Mr. Dee also noted, "The proceeds will also help in our search to in-license new
development stage technologies." In addition to maintaining PRO 2000's
developmental momentum, Procept will proactively seek opportunities to acquire
additional novel technologies that address key unmet healthcare needs. "We are
most interested in acquiring technologies that have reached the early stages of
human clinical trials, but will be `opportunistic' in our search," Mr. Dee
concluded. Procept would seek to further advance these compounds through the
clinical trial process and then bring them to market via corporate partnerships,
thereby focusing its resources on development rather than research programs.

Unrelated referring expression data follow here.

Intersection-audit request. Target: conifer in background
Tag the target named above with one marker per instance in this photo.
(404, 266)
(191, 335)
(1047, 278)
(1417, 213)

Each unit sold via the private placement consists of 200,000 shares of Procept
Common Stock together with five year warrants to purchase an equal number of
shares of Procept Common Stock. The unit price was $100,000, and the warrants
are exercisable at $0.50 per share.
As part of the final closing, The Aries Fund and The Aries Domestic Fund, L.P.
exchanged an aggregate of 30,060 shares of Series A Convertible Preferred Stock
and related warrants for 8,416,800 shares of Procept Common Stock and five year
warrants to purchase an additional 8,416,800 shares of Procept Common Stock at
an exercise price of $0.50 per share. After giving effect to the private
placement closings and the previously mentioned exchange of shares, there are
29,984,235 shares of Procept Common Stock outstanding.
Procept, Inc., located in Cambridge, MA, is engaged in the development of novel
drugs for the prevention of HIV and other infectious diseases through its lead
product, PRO 2000 Gel. The Company is also seeking to acquire drug development
candidates that would benefit from Procept's expertise in various therapeutic
areas.
Certain statements in this press release constitute "forward-looking statements"
which involve risks and uncertainties, including those arising under the
Company's business strategy; the success of the Company in financing efforts;
the pursuit of collaborative arrangements for the research and development of
product candidates, as well as the pursuit of joint development or licensing
arrangements with pharmaceutical, diagnostic or instrumentation companies; the
research or development of particular products, compounds or technologies; the
uncertainty of the results of such development activities and related clinical
trials or of required regulatory approvals; and the reliance on collaborative
partners for development, regulatory or marketing activities.